Alors que l’ambassadeur Kenneth H. Merten multiplie les rencontres, encourage les acteurs à dialoguer, vendredi, des acteurs du secteur privé, des parlementaires ayant requis l’anonymat ont souligné une tension entre le Palais et la Primature autour de la conduite du dialogue. « La sortie dans la presse de Gabriel Fortuné, actuel maire des Cayes, proche allié du président Jovenel Moïse qui dit avoir reçu mandat du chef de l’État pour dialoguer avec l’opposition sur tout, sauf le mandat du président et la tenue du procès PetroCaribe, sème la confusion », a confié un homme d’affaires inquiet du triomphalisme et de l’incapacité du président à capitaliser sur ce moment de répit pour poser des actions efficaces. « On a l’impression qu’il ne s’aide pas. Cela tend à renforcer la perception de certains qu’il fait tout pour faire partie du problème », a-t-il fait savoir, soulignant qu’un conflit ouvert avec le Premier ministre Jean-Henry Céant serait préjudiciable.

« Le président ne peut pas couper les jambes de celui qui l’aide à traverser au beau milieu de la rivière en crue », a-t-il poursuivi. « Il est impératif qu’il n’y ait pas de suspicion entre le président et son Premier ministre. Jouer au chat et à la souris n’est bon pour personne. Il faut que le président et le Premier ministre jouent franc jeu », a confié un parlementaire.

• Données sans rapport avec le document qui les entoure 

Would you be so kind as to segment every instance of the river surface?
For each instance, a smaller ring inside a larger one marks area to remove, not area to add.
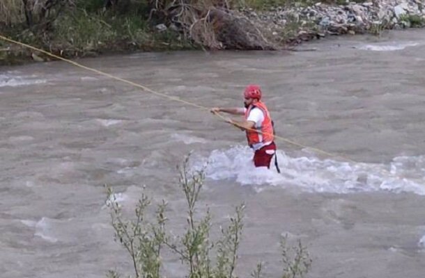
[[[280,174],[254,169],[243,133],[206,110],[63,62],[0,68],[0,276],[132,274],[104,186],[125,211],[144,190],[168,200],[178,234],[176,166],[193,151],[192,170],[208,162],[199,211],[210,208],[212,230],[246,204],[239,277],[258,261],[280,277],[287,234],[310,253],[308,277],[424,277],[425,31],[298,49],[78,61],[205,107],[239,106],[244,87],[260,84],[277,134],[304,146],[277,140]],[[167,277],[185,276],[164,260]]]

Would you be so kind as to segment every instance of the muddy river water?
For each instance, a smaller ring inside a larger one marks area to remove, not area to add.
[[[0,275],[131,274],[104,185],[131,211],[144,187],[185,223],[176,166],[208,162],[199,209],[213,229],[245,202],[237,273],[279,277],[279,237],[307,246],[308,277],[425,277],[425,31],[331,38],[298,51],[143,53],[79,60],[206,107],[260,84],[280,174],[255,170],[242,132],[208,111],[63,62],[0,68]],[[314,50],[314,51],[312,51]],[[349,158],[319,154],[312,148]],[[185,265],[166,257],[168,277]]]

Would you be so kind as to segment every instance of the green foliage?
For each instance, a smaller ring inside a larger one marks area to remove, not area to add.
[[[107,204],[111,208],[115,240],[128,252],[131,258],[136,278],[160,278],[164,247],[171,250],[187,265],[189,278],[235,278],[235,268],[238,250],[243,229],[245,205],[236,206],[235,215],[225,227],[220,227],[221,236],[217,240],[210,237],[211,215],[207,208],[204,216],[199,217],[196,204],[205,179],[204,170],[190,172],[187,156],[179,167],[179,183],[187,204],[185,231],[177,238],[169,236],[165,216],[167,202],[157,205],[155,221],[148,220],[146,214],[151,202],[144,194],[134,210],[132,220],[122,214],[120,204],[107,189]],[[282,241],[283,278],[300,278],[308,272],[311,263],[306,249],[301,245],[288,248]],[[293,256],[292,252],[294,253]],[[260,278],[263,263],[257,265],[252,272]],[[109,278],[119,278],[118,273],[109,270]]]
[[[401,15],[400,22],[403,22],[408,27],[420,28],[425,26],[425,17],[418,15]]]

Le président Jovenel Moïse joue sur une position de principe de l’international, favorable au respect des mandats électifs et de l’absence « d’alternative crédible sur le terrain ». Cependant, la politique est dynamique et 2019, à cause des échéances politiques et de la dégradation de la situation économique du pays, le temps risque d’être un très mauvais allié pour le chef de l’État, a expliqué un autre parlementaire, lui aussi préoccupé. Pour lui, la tête du Premier ministre Jean-Henry Céant, supporté par des acteurs du secteur privé contre lesquels le chef de l’État a des griefs, peut se retrouver sur la table des négociations. L’ambassadeur Kenneth H. Merten s’est entretenu avec le chef de l’État, Jovenel Moïse, et le Premier ministre Jean-Henry Céant. Il a aussi rencontré d’autres acteurs pendant son séjour.